PatchSiren

PatchSiren cyber security CVE debrief

CVE-2026-59218 open-webui CVE debrief

CVE-2026-59218 is an account enumeration vulnerability in Open WebUI prior to version 0.10.0. This issue allows attackers to determine if an account exists by analyzing response times during the authentication process. The vulnerability is due to the /api/v1/auths/signin endpoint looking up users by email and only performing bcrypt password verification if a credential existed. This results in measurably slower response times for registered accounts compared to non-existent ones.

Vendor
open-webui
Product
Unknown
CVSS
MEDIUM 5.3
CISA KEV
Not listed in stored evidence
Original CVE published
2026-07-09
Original CVE updated
2026-07-10
Advisory published
2026-07-09
Advisory updated
2026-07-10

Who should care

Users of Open WebUI, especially those hosting it publicly, should be aware of this vulnerability and ensure they are running version 0.10.0 or later to mitigate the risk. This includes reviewing their current deployment status, assessing potential impact, and implementing necessary updates or mitigations.

Technical summary

The /api/v1/auths/signin endpoint in Open WebUI prior to 0.10.0 was vulnerable to account enumeration. The endpoint would look up users by email and only perform bcrypt password verification if a credential existed. This resulted in measurably slower response times for registered accounts compared to non-existent ones, allowing attackers to enumerate valid accounts. Users of Open WebUI should review their deployment and ensure they are running version 0.10.0 or later.

Defensive priority

Medium priority due to the relatively low CVSS score of 5.3 and the need for an attacker to have network access. However, users hosting Open WebUI publicly should take immediate action to mitigate potential risks.

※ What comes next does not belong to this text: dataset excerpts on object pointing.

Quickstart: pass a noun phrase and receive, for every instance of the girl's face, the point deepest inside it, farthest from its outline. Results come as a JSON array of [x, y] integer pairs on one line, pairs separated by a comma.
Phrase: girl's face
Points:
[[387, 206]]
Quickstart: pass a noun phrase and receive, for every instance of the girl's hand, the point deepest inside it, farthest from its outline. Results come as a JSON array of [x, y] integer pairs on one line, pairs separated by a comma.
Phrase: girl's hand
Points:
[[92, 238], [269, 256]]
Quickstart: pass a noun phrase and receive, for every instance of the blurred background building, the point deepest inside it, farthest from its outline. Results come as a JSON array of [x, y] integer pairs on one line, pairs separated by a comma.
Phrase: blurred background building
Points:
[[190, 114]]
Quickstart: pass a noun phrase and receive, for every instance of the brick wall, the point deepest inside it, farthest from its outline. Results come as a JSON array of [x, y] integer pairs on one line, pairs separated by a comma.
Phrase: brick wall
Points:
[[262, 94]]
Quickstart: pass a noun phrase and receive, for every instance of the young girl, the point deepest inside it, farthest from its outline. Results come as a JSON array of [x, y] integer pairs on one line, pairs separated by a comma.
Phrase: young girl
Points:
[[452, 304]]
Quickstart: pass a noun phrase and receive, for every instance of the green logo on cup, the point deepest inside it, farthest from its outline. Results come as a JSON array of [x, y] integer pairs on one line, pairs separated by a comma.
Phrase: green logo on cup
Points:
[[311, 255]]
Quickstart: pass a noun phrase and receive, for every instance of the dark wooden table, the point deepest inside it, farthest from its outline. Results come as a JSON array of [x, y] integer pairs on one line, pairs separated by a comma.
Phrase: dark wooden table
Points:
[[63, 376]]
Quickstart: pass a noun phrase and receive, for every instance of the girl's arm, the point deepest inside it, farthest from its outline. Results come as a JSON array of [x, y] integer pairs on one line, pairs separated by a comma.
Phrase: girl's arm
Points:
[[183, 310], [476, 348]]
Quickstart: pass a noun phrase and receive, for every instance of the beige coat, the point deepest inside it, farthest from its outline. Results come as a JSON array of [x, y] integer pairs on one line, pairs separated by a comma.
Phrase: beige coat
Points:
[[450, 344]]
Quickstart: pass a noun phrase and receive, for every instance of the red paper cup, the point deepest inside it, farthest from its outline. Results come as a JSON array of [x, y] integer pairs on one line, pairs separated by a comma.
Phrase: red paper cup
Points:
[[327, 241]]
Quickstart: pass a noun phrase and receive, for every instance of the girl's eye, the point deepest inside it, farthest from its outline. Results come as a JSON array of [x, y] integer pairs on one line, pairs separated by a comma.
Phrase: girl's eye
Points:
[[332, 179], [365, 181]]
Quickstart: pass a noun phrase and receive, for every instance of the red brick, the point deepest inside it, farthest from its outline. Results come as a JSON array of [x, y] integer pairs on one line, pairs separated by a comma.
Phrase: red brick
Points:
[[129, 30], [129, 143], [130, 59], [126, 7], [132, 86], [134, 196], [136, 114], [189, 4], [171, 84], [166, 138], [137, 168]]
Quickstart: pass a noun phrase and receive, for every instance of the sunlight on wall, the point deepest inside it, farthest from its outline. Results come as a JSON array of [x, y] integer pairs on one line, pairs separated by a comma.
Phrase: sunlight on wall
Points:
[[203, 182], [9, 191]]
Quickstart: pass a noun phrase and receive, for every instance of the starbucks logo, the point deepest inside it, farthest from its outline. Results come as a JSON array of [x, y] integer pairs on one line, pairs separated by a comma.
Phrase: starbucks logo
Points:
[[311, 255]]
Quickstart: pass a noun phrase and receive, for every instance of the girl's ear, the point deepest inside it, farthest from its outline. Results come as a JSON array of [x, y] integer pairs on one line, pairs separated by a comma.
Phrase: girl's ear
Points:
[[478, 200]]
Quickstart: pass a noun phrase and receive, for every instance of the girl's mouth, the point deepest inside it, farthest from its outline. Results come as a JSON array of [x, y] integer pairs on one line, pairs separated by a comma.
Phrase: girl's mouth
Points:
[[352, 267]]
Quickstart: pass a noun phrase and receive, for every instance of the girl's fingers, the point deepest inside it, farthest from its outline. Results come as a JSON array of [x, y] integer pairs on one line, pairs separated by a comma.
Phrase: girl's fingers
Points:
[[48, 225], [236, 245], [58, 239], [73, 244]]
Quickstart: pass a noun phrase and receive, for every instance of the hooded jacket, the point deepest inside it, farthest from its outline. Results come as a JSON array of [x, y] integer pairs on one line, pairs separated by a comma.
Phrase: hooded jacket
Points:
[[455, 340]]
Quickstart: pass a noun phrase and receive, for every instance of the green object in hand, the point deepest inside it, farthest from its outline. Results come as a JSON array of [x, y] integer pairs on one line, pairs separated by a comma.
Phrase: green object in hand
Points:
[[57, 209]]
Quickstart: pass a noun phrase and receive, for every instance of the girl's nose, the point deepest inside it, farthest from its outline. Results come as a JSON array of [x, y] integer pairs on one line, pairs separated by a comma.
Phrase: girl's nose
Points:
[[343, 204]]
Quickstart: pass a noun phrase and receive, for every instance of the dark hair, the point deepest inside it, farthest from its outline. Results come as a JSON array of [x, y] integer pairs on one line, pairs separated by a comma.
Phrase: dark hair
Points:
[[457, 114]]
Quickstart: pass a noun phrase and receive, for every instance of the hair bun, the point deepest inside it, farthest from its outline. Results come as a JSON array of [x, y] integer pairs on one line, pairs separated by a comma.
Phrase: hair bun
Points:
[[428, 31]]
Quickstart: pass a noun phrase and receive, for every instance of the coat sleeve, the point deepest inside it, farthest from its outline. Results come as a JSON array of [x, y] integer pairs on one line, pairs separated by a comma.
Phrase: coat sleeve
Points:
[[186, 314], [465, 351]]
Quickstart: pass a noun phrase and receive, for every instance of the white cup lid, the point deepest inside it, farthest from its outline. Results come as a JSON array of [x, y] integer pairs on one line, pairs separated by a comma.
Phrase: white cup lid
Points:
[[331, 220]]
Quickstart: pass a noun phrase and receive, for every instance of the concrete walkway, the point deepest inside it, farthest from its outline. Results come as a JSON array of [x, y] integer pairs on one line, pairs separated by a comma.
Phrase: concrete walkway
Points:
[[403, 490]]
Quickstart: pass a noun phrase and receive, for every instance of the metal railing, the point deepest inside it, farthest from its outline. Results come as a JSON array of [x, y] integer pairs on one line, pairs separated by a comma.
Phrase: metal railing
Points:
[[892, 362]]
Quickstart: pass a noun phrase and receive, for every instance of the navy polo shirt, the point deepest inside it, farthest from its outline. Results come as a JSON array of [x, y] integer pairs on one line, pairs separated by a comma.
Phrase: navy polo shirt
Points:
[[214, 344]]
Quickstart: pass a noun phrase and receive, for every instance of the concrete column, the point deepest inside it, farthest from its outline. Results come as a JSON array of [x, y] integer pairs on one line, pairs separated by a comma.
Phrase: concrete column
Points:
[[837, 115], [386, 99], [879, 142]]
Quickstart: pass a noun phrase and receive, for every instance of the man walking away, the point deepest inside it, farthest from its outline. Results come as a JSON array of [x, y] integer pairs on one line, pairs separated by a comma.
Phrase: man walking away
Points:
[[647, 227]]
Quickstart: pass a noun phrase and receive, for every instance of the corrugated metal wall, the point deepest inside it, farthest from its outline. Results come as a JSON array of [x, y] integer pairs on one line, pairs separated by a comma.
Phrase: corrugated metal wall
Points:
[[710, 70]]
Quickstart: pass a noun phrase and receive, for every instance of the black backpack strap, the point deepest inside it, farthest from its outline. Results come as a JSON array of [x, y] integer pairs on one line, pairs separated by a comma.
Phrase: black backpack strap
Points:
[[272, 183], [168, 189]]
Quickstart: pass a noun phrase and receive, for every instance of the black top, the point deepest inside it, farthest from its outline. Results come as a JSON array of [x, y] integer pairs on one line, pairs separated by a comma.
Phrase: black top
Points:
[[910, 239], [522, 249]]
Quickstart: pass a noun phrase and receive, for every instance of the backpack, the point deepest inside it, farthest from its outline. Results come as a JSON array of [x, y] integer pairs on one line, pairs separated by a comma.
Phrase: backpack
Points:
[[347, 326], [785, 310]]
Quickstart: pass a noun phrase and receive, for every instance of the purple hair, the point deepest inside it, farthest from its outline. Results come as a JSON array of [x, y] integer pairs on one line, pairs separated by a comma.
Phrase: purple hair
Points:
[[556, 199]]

Recommended defensive actions

  • Upgrade Open WebUI to version 0.10.0 or later
  • Implement additional monitoring for authentication attempts
  • Consider rate limiting authentication requests
  • Review compensating controls for exposed systems while remediation is scheduled and verified
  • Check relevant monitoring, detection, and logs for exposed assets that need extra review
  • Track exceptions, retest remediated assets, and close the item only after evidence is documented
  • Confirm whether affected product deployments exist in managed environments and assign an owner for follow-up

Evidence notes

The CVE record was published on 2026-07-09T17:17:02.750Z and last modified on 2026-07-10T18:30:58.837Z. The NVD entry is currently Analyzed. The Open WebUI platform has a self-hosted AI feature set. Users should verify their deployment status and review the official advisory for affected scope and vendor guidance.

Official resources

AI-assisted PatchSiren debrief based on the supplied source corpus. The CVE record was published on 2026-07-09T17:17:02.750Z and has not been modified since then. The NVD entry is currently Analyzed.